Disputed territory between Al Qadarif state, Sudan, and Amhara Region, Ethiopia

The Al Fushqa or Al Fashaga district (الفشقة, አል ፋሻጋ) also known as the (Al) Fashaga (border) triangle is a disputed area between Ethiopia and Sudan, specifically Al Qadarif and Amhara. The region is a fertile agricultural land and its capital is Showak.

==History==

Al Fashaga is located on the Ethiopia–Sudan border, and is claimed by both Sudan and Ethiopia. The region had historically been administered by the Ethiopian Empire. However, in 1902, Emperor Menelik II ceded the region to the British, who incorporated it into Anglo-Egyptian Sudan. Ethiopia never signed a treaty with Sudan over the territory, because the government argued that the region came under Ethiopian control when Sudan was freed in 1956. In the mid 1990s, Ethiopians, mostly from the Amhara people, moved into the Al Fashaga region to begin farming due to the high fertility of the land. Under Egyptian and Ethiopian pressure, the Sudanese Armed Forces withdrew from region in 1995 as well as the Halaib Triangle following an assassination attempt against Egyptian president Hosni Mubarak in Ethiopia. Sudanese President Omar al-Bashir was accused of supporting the Egyptian Islamic Jihad group behind the attempt.
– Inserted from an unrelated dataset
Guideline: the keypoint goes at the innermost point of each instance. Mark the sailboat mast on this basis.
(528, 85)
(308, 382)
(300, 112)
Under a compromise reached in 2008, Ethiopian farmers cultivated the land while Sudan retained administrative control of it. This compromise ended in November 2020, when the Tigray War began and Sudan expelled Ethiopian farmers, resulting in border clashes between the two countries. On 2 December, the Sudanese Armed Forces occupied the Khor Yabis area, controlled by Ethiopia for 25 years, expelling Ethiopian militants without a fight.

During the Sudanese civil war (2023–present), the Sudanese government claimed to have repelled an Ethiopian incursion on the Al Fashaga region on 19 April. Ethiopian Prime Minister Abiy Ahmed denied any assault ever took place. On 4 July 2025, Ethiopian militias attacked Sudanese farmers in the area.